Unfortunately, this whole grand strategic orientation was an error, especially on the part of the three conservative monarchies. The real threat they faced was democracy coupled with secularism and, often, socialism. This new and growing threat meant more than the loss or gain of a province here or there or perhaps some colonies, with a resulting effect or prestige. Democracy, secularism and socialism promised to wipe Christian, conservative monarchy from the board and all three ruling houses, Hohenzollerns, Hapsburgs, and Romanoffs, from future history. As we now know but they could not foresee, that is what happened, with the result a grand strategic shift of the whole political spectrum sharply to the left.
What I am saying in Reforging Excalibur is that all three of today’s Great Powers are repeating the blunder three of the five Great Powers made then, the blunder of operating within an obsolete grand strategic framework.

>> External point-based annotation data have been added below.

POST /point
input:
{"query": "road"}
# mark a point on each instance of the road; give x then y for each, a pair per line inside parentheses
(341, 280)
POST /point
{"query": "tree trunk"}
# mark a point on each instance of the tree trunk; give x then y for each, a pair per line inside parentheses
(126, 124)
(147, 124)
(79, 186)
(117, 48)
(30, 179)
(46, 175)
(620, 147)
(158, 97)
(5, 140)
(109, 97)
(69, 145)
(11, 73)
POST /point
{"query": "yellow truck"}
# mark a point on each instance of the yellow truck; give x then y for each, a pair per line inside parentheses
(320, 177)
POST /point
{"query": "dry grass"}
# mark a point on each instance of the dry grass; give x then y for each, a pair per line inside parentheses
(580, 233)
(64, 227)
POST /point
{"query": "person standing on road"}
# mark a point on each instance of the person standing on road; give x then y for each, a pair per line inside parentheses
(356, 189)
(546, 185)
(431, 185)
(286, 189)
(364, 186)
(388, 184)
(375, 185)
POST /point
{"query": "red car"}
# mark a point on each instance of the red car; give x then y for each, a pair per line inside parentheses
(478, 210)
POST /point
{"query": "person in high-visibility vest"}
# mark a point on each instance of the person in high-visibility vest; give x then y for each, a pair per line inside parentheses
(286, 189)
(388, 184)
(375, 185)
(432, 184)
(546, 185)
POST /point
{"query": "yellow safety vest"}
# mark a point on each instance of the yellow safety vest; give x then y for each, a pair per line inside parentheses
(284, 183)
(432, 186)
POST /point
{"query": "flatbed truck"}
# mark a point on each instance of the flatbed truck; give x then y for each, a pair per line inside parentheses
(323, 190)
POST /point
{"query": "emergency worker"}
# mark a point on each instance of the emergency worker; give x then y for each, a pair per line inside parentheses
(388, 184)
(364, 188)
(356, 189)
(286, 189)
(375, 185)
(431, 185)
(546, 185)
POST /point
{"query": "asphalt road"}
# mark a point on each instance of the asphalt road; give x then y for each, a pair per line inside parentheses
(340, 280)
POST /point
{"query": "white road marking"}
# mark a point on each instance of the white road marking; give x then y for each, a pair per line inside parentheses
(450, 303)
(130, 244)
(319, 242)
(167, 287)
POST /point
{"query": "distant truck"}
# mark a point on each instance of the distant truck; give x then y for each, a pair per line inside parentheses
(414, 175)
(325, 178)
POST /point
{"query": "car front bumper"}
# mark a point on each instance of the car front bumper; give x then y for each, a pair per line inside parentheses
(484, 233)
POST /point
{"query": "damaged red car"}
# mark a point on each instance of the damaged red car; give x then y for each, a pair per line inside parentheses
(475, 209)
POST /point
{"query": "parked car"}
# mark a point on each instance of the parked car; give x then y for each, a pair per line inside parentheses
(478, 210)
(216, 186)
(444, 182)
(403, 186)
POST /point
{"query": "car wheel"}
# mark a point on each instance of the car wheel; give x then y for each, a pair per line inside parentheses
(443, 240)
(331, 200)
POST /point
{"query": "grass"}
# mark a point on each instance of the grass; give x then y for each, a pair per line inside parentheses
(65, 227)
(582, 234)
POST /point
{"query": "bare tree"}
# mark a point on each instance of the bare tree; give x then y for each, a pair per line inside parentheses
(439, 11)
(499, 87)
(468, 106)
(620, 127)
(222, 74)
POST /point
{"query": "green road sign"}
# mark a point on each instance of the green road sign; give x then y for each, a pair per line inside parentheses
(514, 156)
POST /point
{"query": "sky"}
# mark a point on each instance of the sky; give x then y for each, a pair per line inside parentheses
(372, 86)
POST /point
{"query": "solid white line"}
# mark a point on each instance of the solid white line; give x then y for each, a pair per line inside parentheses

This is the largest and therefore the most damaging error a country’s foreign office can make. Then, it damaged, perhaps fatally, Western, Christian civilization. Now, it may fatally damage the state system itself, leading to global anarchy. Just as the three conservative Great Powers of 1914 needed to be allied then, in a new Holy Alliance or Dreikaiserbund, so all three Great Powers need to be allied now in defense of the state system against the non-state forces which drive Fourth Generation war.
The Blob cannot think in these terms, because any departure from its institutionalized groupthink endangers the career of anyone suggesting there is a problem. The same seems to be true in Moscow and Beijing. All I can do is point to the price earlier foreign policy establishments in the Wilhelmstrasse, the Ballhausplatz and on the Nevsky Prospekt paid for making the same mistake. Some mistakes are so vast and have such baleful consequences that the phrase, “Heads will roll,” becomes more than a metaphor.